Seeing the defenseless Allied troops walking between the trench lines, the Germans unleashed a devastating salvo of rifle, artillery, and machine gun fire. Nearly 20,000 British troops were killed on the first day of what became known as the Battle of the Somme. It remains the single deadliest day in the entire history of the British army.
Anyone who visits the British war memorial at Thiepval, designed by Sir Frederick Luytens and built between 1928 and 1932, cannot help but be awed by the scale of sacrifice. Luytens’ arch bears the names of 72,000 officers and men who died in the Somme sector in the succeeding months and who have no known grave. Almost all of them fell between July and November 1916 while the Battle of the Somme raged. In all, more than 310,000 soldiers were killed on both sides of this epic battle. Another 700,000 or so were wounded, many severely.

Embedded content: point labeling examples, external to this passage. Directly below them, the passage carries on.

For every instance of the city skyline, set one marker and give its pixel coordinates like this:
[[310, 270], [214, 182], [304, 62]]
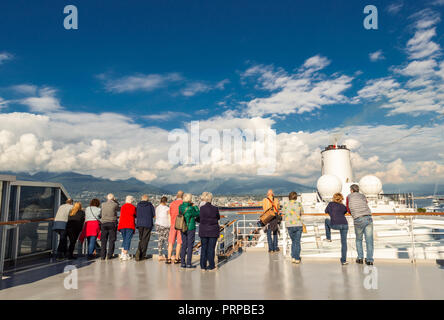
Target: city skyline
[[102, 99]]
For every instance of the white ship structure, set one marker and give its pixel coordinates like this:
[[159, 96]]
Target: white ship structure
[[399, 231], [337, 176]]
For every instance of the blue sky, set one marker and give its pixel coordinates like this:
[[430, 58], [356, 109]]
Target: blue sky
[[161, 64]]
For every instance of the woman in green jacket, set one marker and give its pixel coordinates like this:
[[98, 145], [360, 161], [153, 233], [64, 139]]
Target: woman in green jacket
[[190, 213]]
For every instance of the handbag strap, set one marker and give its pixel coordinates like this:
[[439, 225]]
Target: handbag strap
[[272, 204], [90, 209]]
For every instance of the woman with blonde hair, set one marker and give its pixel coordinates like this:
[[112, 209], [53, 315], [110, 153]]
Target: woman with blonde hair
[[74, 227], [127, 226], [190, 213], [337, 221]]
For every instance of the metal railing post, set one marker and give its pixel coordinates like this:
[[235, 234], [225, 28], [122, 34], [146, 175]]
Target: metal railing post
[[284, 239], [412, 240]]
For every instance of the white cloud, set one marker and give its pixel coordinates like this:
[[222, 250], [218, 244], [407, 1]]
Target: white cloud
[[44, 102], [3, 103], [421, 45], [423, 90], [139, 82], [25, 89], [165, 116], [301, 92], [114, 146], [5, 56], [395, 7], [376, 56], [418, 68], [195, 87]]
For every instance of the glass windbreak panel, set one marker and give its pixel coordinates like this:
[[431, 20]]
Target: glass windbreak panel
[[2, 195], [63, 198], [35, 203], [11, 217]]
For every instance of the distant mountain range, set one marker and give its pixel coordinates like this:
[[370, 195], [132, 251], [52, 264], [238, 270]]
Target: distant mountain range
[[76, 183], [239, 186]]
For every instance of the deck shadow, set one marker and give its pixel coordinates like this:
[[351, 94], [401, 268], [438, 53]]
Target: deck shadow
[[234, 256], [39, 271]]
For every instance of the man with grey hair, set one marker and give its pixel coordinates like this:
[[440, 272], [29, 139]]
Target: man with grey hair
[[362, 218], [108, 221], [145, 213]]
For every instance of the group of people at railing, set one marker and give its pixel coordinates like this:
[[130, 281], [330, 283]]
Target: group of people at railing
[[292, 213], [174, 224]]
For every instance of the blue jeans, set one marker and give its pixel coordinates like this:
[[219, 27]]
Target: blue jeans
[[295, 235], [187, 246], [272, 242], [127, 235], [207, 253], [91, 244], [343, 230], [364, 226]]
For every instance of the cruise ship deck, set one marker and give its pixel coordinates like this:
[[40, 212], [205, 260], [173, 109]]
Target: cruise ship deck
[[247, 275]]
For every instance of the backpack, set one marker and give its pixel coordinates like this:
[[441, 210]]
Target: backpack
[[181, 224]]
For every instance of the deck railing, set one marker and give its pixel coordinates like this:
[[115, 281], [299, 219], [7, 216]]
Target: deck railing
[[407, 235]]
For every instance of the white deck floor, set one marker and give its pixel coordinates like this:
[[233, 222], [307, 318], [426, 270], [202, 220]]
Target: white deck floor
[[251, 275]]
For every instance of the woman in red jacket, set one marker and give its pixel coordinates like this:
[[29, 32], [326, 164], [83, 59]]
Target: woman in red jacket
[[127, 225]]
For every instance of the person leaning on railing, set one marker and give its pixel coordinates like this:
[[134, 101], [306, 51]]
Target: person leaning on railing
[[174, 235], [190, 213], [337, 221], [363, 222], [163, 227], [293, 212], [209, 231], [127, 226], [59, 226], [272, 203], [109, 226], [145, 214], [91, 228], [74, 227]]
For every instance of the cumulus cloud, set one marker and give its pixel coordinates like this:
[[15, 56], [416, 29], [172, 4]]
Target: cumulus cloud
[[139, 82], [165, 116], [376, 56], [423, 91], [301, 92], [114, 146], [44, 102], [5, 56], [394, 8], [25, 89]]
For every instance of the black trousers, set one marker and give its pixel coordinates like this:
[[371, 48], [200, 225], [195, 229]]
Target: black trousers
[[63, 242], [109, 233], [73, 235], [207, 252], [144, 239], [187, 247]]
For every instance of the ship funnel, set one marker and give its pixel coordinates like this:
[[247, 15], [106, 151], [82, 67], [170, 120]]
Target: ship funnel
[[336, 161]]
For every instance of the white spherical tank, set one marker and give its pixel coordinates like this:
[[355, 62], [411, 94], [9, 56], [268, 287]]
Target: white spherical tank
[[328, 185], [370, 185]]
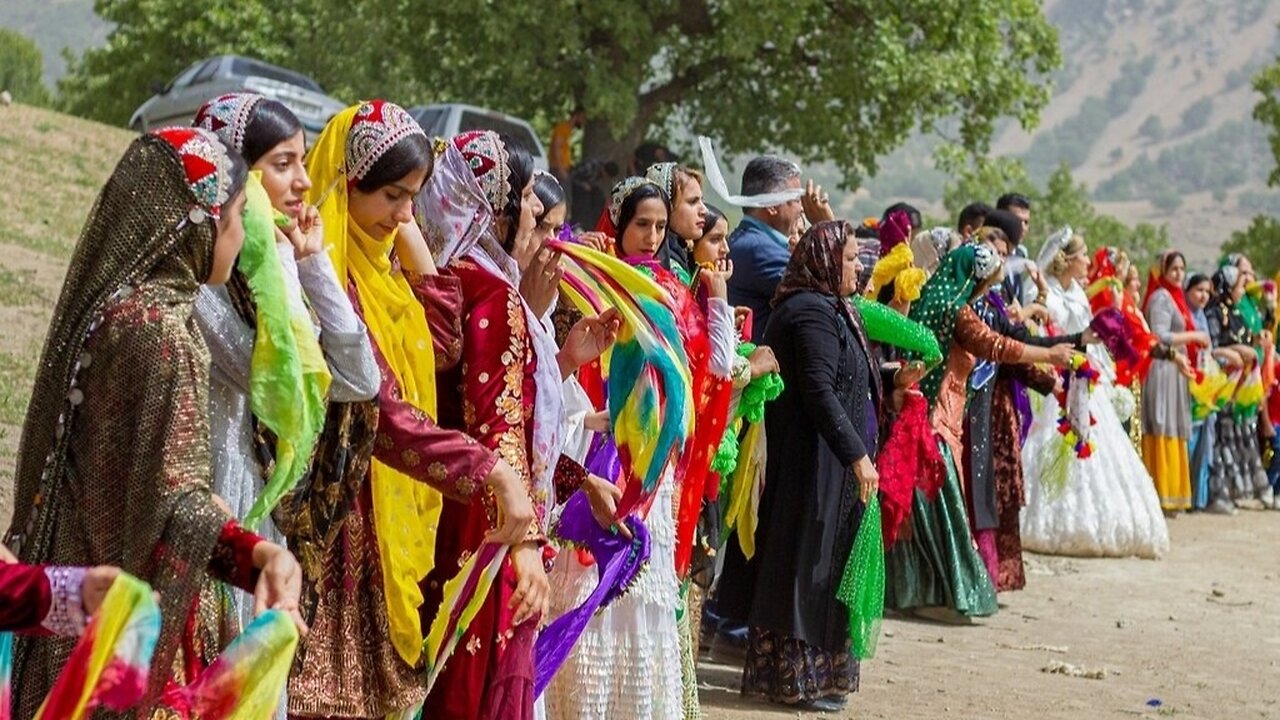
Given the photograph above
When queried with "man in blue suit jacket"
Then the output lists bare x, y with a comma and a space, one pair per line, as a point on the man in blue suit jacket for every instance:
759, 246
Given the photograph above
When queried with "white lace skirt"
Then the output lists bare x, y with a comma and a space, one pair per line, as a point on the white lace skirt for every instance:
627, 661
1109, 507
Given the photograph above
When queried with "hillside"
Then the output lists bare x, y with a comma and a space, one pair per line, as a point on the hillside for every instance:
55, 26
40, 223
1151, 110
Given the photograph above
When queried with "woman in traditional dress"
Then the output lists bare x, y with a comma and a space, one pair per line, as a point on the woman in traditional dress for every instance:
272, 141
823, 436
629, 660
1106, 505
114, 463
993, 437
1166, 404
369, 511
1200, 290
938, 572
506, 392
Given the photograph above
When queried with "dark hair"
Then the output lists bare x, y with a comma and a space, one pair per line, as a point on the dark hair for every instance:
627, 213
1013, 200
549, 192
412, 153
1008, 223
272, 124
713, 215
520, 171
913, 215
973, 214
991, 233
768, 173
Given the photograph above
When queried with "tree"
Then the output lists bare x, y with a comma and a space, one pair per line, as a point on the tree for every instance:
821, 80
21, 67
1261, 242
1267, 110
1197, 115
1152, 128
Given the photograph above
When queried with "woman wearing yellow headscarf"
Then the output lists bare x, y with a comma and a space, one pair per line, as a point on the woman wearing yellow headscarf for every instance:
360, 659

It is hard, from our 21st-century viewpoint, to comprehend why so many fell. The stakes in the conflict seem far less pressing than in World War II—quasi-democratic Wilhelmine Germany was not the same thing as Nazi Germany. And the methods employed appear to be unimaginably brutish: How could the Allied generals have imagined that an infantry assault into the teeth of enemy defenses could possibly have any result other than a useless slaughter?
It takes an act of considerable willpower to see the situation as the combatants saw it. To the ordinary British Tommies, the war was being fought for the freedom of Belgium, France, Britain—all of Europe—against the threat of “Hun” militarism. While tales of German atrocities may have been exaggerated, they were not concocted out of whole cloth. Kaiser Wilhelm II was no Adolf Hitler—who was?—but Europe would have suffered if he had become its overlord.
As for the way the war was fought: There was no way to do an end-run around the line of fortifications that extended from the English Channel to the Swiss border. The dreams of Winston Churchill and others to strike through the “soft underbelly” of the Central Powers in the Balkans were, in all likelihood, romantic balderdash. In any case, those designs came to grief at Gallipoli. The only way to win the war, and thus end the killing, Allied commanders believed, was to break through the German fortifications.
In this assumption they were not wrong—that is how the war ended in 1918 with the German lines finally buckling under an assault that now included fresh American troops. The end of the war in November 1918 would not have occurred were it not for the terrible attrition that the German forces had suffered during the previous four years. (The British naval blockade also played an important role in weakening Germany.) In that sense, the Allied sacrifice at the Somme was not quite as senseless as it seemed.
But that is scant consolation to all those who fell and to all those who were left behind to grapple with their grief. In 1919 the British poet Charlotte Mew wrote: “Not yet will those measureless fields be green again/Where only yesterday the wild sweet blood of wonderful youth was shed.” Today, the fields where the Battle of the Somme was fought are green again, but they still bear the ugly scars of the second-most-costly conflict in history.